St. Paul schools, teachers reach tentative contract agreement, avoid strike
The deal announced Tuesday comes less than a week before a planned walkout.
“We set up parameters that we work from, and we’ve stayed very close there,” Superintendent Joe Gothard said. “But there are still some very hard budget decisions that will have to be made.”
The two sides made a joint appearance at Maxfield Elementary School on Tuesday afternoon — about two hours after issuing separate news releases announcing the deal. They declined, however, to release details of the agreement, which centered on wages and benefits as a major final sticking point.
“No one contract campaign can fix all of the things that we need for our students and for our educators,” said Erica Schatzlein, lead negotiator for the St. Paul Federation of Educators (SPFE). “But I do feel strongly that this is one big step in the right direction.”

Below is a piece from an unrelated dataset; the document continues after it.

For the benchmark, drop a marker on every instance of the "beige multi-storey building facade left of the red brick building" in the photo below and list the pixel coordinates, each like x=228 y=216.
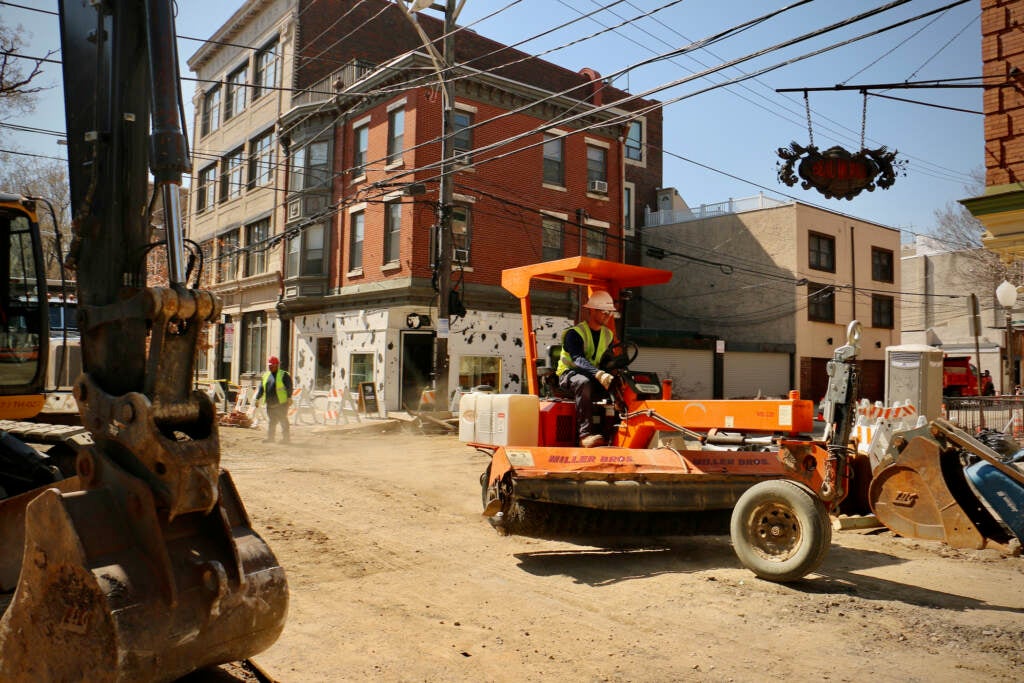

A week ago, the union filed notice it would strike March 11 if a deal was not reached – the fourth time in as many bargaining cycles that it threatened a walkout. The two sides then met in mediation for nearly 40 hours over the weekend and resumed talks on Monday and Tuesday.
“I’m proud of the commitment and the focus that we have all collectively had to be able to get here to a place that is affirming for educators and also provides folks the supports that they need throughout the school day,” said Halla Henderson, chair of the St. Paul school board.
Last week, SPFE President Leah VanDassor said that members were eyeing pay raises in surrounding districts and were dissatisfied with offers of 2% to 3% in the first year and 1.75% in the second year.
Schools statewide were fresh off an historic $2.2 billion state investment, she said, and the district was proposing the same types of increases that educators had seen for 10 to 15 years.
“This money was put in place so that students could have better educational situations, and if we don’t push to get educators to stay in this district, there’s going to be a lot of absent educators in their lives next year,” VanDassor said. “This is about retention and this is about stability.”
The union also pushed for lower health insurance costs, reduced caseloads for special education teachers and greater mental health supports — all of which when combined with its wages and benefits proposal cost tens of millions more than what the district said it had budgeted.
In an unsuccessful bid to shift talks to binding arbitration, Gothard wrote a letter to VanDassor last week describing a strike as a lose-lose proposition.
“It will cause reputational harm to SPFE and the school district, it will cause disruption to the difficult and important work happening across our school district and, most importantly, it will inflict further harms on our students and families who continue to suffer from the lingering effects of the 2020 strike and subsequent COVID-19 pandemic,” he wrote.
Starting pay for a St. Paul teacher with a bachelor’s degree is about $49,000 this year, according to the district’s salary schedule. A teacher with a Ph.D. and 20 years of experience earns about $102,000. The district said recently that about half of its teachers are paid more than $90,000.
VanDassor said the union will share details of the agreement with members on Thursday, and a public release is expected Friday. Patricia Pratt-Cook, the district’s executive chief of human resources, said the district was following protocol, and not the law, in withholding information Tuesday, as well.